Well, what about if you’re suffering from Heart Disease? What then?

How hard is it acceptable to push ones self?
What if you get a pain when training – when should you stop?
How can one decipher between usual exercise stress/pain and a potential heart attack coming on?
What if walking on a treadmill bores the hell out of you and you want to do more?
What if, up until the last few years, you’ve been a regular in the gym and will find it hard to not do anything but your usual routine?

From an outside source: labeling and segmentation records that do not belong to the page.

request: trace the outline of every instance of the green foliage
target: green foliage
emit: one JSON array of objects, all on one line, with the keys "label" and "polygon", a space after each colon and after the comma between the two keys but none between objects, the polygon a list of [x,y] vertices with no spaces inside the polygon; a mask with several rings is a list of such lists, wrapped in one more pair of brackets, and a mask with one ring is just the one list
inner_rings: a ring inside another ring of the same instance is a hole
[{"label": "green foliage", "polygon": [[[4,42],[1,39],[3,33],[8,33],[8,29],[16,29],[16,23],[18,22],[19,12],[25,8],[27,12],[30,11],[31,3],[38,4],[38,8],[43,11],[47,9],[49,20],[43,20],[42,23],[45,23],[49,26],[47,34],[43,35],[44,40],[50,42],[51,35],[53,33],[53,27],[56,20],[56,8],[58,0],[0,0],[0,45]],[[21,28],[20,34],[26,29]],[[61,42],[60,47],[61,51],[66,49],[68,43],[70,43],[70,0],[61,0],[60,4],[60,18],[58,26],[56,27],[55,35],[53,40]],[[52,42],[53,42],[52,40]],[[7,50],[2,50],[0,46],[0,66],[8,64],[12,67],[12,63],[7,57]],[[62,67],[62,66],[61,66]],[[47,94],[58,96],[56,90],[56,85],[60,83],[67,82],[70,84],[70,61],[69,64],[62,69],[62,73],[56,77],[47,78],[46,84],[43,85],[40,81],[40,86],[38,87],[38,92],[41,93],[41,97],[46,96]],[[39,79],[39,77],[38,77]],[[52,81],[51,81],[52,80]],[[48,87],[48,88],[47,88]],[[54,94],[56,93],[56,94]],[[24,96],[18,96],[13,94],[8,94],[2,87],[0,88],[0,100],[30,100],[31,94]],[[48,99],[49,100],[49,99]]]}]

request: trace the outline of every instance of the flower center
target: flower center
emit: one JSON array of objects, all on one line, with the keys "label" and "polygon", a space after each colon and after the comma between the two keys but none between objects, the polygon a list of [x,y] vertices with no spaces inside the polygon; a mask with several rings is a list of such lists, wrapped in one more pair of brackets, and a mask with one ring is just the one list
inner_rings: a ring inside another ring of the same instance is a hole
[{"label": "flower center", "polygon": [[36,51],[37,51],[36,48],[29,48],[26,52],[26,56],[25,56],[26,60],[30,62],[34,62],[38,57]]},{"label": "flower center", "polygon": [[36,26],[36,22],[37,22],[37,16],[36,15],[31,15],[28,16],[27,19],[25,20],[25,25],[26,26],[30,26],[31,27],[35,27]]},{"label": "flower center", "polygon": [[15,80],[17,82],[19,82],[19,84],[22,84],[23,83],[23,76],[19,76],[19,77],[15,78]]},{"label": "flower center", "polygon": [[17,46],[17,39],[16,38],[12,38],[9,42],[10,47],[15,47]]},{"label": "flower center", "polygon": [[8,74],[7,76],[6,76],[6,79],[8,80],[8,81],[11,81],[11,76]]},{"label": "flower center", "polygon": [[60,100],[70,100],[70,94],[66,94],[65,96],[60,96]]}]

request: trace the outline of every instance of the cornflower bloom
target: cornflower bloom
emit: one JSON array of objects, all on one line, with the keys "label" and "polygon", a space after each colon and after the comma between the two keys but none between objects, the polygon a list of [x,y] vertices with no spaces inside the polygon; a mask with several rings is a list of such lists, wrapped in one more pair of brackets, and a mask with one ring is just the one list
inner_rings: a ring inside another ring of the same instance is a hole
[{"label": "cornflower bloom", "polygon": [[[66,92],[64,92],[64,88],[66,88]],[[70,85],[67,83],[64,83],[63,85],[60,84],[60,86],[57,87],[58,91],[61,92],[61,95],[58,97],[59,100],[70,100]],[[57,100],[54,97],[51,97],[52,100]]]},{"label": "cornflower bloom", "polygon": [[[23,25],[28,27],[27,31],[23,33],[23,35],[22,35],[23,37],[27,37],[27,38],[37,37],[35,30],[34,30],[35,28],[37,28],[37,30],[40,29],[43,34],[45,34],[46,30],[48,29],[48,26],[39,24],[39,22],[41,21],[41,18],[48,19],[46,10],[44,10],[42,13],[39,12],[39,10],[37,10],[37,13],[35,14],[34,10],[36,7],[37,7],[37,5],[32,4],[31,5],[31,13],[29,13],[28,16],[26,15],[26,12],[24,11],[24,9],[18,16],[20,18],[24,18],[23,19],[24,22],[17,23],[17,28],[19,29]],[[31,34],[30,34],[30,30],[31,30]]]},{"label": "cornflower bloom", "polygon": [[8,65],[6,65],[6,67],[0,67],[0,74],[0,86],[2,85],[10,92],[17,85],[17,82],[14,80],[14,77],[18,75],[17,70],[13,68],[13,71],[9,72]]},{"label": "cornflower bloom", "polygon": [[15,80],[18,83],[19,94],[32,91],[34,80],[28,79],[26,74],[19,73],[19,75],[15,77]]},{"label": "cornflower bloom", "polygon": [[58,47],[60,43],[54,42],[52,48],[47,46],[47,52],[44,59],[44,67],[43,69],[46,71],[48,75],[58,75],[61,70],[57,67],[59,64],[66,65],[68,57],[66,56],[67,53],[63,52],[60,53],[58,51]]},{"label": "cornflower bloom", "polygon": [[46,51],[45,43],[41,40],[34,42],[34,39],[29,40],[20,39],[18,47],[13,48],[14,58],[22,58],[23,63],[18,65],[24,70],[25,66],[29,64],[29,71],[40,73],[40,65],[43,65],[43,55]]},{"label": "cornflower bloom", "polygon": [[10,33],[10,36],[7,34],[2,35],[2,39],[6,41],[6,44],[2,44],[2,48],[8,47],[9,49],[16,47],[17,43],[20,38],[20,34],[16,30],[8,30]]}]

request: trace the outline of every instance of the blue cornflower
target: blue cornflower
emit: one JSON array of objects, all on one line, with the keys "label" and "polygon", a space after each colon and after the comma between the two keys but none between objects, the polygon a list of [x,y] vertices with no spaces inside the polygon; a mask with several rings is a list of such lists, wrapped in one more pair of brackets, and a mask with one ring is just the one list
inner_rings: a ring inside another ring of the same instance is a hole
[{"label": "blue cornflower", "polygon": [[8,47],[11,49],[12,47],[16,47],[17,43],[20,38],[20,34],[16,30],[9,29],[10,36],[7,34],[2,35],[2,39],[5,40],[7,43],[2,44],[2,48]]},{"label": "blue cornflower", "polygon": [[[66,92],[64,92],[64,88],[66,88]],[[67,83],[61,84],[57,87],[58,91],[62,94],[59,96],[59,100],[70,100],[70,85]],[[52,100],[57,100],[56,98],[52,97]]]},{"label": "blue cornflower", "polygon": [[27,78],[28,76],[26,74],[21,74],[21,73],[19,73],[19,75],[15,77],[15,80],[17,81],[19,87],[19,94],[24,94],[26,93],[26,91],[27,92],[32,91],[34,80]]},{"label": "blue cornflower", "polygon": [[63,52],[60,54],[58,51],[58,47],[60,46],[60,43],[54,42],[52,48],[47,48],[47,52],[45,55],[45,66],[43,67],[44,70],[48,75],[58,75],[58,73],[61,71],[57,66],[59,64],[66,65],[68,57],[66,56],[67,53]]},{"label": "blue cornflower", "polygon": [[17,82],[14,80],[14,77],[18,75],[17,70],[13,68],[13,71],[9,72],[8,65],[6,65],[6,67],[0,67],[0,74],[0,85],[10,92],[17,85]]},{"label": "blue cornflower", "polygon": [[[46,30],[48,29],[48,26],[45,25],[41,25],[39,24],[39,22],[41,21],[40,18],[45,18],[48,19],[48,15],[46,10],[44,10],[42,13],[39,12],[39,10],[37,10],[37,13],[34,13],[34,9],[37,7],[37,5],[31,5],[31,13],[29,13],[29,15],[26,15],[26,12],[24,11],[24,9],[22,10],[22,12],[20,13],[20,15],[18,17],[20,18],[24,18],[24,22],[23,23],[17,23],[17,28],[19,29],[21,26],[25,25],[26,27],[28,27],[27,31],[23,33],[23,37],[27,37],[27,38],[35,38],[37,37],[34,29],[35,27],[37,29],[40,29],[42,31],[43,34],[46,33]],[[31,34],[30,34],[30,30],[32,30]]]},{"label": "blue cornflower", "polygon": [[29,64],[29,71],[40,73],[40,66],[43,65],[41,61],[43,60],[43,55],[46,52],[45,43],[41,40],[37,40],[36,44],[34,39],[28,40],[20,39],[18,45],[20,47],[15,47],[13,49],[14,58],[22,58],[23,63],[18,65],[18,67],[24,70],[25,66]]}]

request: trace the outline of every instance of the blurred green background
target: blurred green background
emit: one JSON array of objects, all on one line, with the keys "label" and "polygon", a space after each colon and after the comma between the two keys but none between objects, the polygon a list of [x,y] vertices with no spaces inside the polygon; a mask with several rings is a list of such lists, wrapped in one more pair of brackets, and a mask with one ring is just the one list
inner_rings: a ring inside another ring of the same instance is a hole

These were just some of the questions that have puzzled me over the past few months. Exercise and training have/had been an integral part of my life since I was a teenager – how can I suddenly just stop and not do anything? Is doing nothing actually helpful – surely a little exercise is a good thing? It sounds trivial but it really was probably one of the biggest changing points for me following diagnosis. Add to this the fact that I would normally feel guilty if I skipped a few weeks training – how on earth was I going to cope mentally with not doing anything?

Fortunately, the friendly Cardiac Nurses have been very helpful indeed in offering advice and support on what constitutes an active yet safe level of exercise for me. Naturally this will differ from person to person. Age, weight and previous activity levels will all (I assume) come in to play as far as offering advice. To that point, anyone who is after advice I would suggest them speaking to their GP / Cardiac Consultant or even the BHF (British Heart Foundation) The resources are there – so please use them.

For me, a gentle walk or cycle seems to be the right level for now. No boxing or weight lifting allowed at all – Doctors orders! Besides stress this is the one thing most likely to kick off a cardiac event.

To this end I am happy that at least my golf is not affected (I use an electric trolley, so no carrying heavy clubs etc) and I have also treated myself to a new bicycle to get me out and about in the fresh air at a very slow and leisurely pace. I even treated myself to a new pair of trainers too!

I think Nike should do a special CHD version of their trainers.

Imagine the tag line ….. Just Do It (but very, very slowly & gently; and remember to take your GTN spray with you!)

A Cut Above …

I came across a cracking new musician recently – a chap called Will Pound.  Will was born with a heart defect and had to endure multiple operations as a youngster.  His father passed him a mouth organ and encouraged him to start playing in order to help his breathing and recovery etc.  He never looked back, and soon enough Will’s natural flair and talent was there to be seen (and enjoyed) by all.

Still a relatively young man in his 20’s, Will has already established himself as one of the best harmonica players of his generation.  His debut Solo Album “A Cut Above” is quite simply amazing, and I would implore you all to check it out.  “A Cut Above” is an eclectic mix of various musical styles, from Bluegrass, Folk, Rock, Blues & Jazz, and a wonderful listen.  Will can also be heard playing his harmonica on the “He Ain’t Heavy” Hillsborough charity single that topped the Christmas charts in 2012.

As a side to being an amazing musician, this young man is an example to us all about how one can turn to triumph from adversity.  Will certainly is “A Cut Above” and a shining example to us all, regardless of heart disease or otherwise.